I went back to returning to the homeland, just my infinite aging, my hometown, and I left that year, there is no difference continue barren barren place, just a lot of houses from the high-rise buildings, some dead , Some people are born.
me and the eagle, the eagle Wei, I am pregnant, love expired, all taste, I am indifferent to pack all of their own, the eagle cried, kneeling beside me, took my cold hand. urge to forgive, to see the face of the child's stay.
marriage be held as scheduled, just not the army, nestled in the arms of the eagle, blossoming smile.
I heard a burst of pure and beautiful sounds, in the noisy sound of the station was filled. I turned my head, looked at the eagle, his violin on the shoulder, first Weice, pull a sad melody, reminds me of the scene of the first time I saw the eagle, the tears burst out.
my body is hot and hot, and the eagle eyes blurred and uncertain, his slender hand across my neck and landed on my buttons, eagle trembling slightly unbuttoning my shirt, his head buried inside. I hold the eagle's head, a slight groan.
I love eagles, his touch, willing girl's precious offer.
side cleaning shocking the lip print, while shedding tears, I did not quiet the world of men that have not Touxing, eagles run day and night, in the business go, that is not wet feet. As long as the eagle know my way home, I love me, I do not want too much of the care and past the same pain.

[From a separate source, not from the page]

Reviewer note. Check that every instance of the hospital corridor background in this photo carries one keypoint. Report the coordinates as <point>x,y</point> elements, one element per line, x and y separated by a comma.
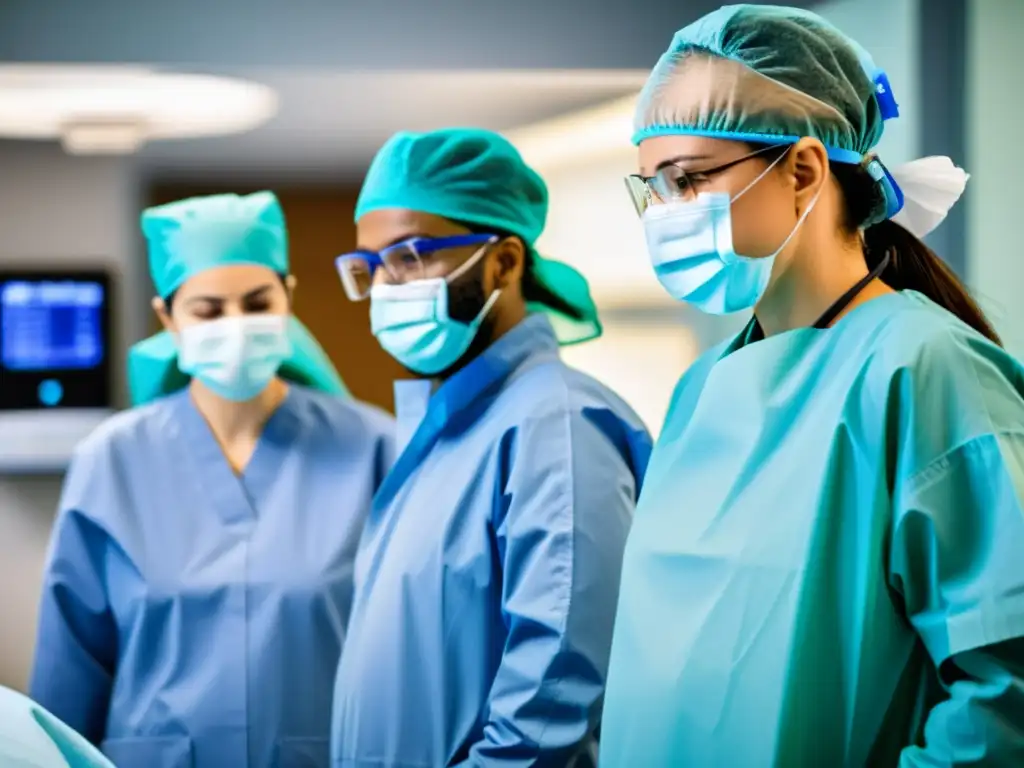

wedding quickly approaching, I and the military to try on the wedding, through the toilet of the gap, pinching the two thousand dollars, Fanchuang flee.
(9)
(3)
loudly scold Eagle, you're not really good friends, wins the love gearing up teeth, the situation should the eagle devouring a general. I stand in front of the eagle, looking at the Sheng sneer.
Editor language: grasp are not allowed to love, to leave is the best choice.
- Inscription
my heart the sense of pain, love, really sometimes people can enter heaven, sometimes people fall into the hell of it!
Eagle walked into my room, came into my life, a lonely house, with a touching melody, seemed angry and warm.
I and hi no prior rendering, all natural, lingering in the hotel that night and hi, his collision reminds me of Eagle, in those days, he rented rooms in Shenzhen and hi crave my body time and again, never weary, grew in courage. I tried with and a joy, the groan, the level of scattered, a Yinmi song, so that hi unable to stop.
I never said to love you, how Crosses love of the absurd to talk about, along, I regard you as close to his brother. Do you want to lose even this is only the mutual affection.
Illustrious, covered with wounds, with tattoos, face with evil relative to land rogue, renowned for the military are very respectful, calls out army brother. Army gang fights, robbery, drug trafficking, abductions buying population, doing everything. Finally one day became public, the to arena friendship, the one who pleaded guilty to imprisonment. In prison, often wrote my confession of their own ignorance, and certain to turn over a new leaf out, my good words to comfort, repent and be saved, the future, the sky cloudless.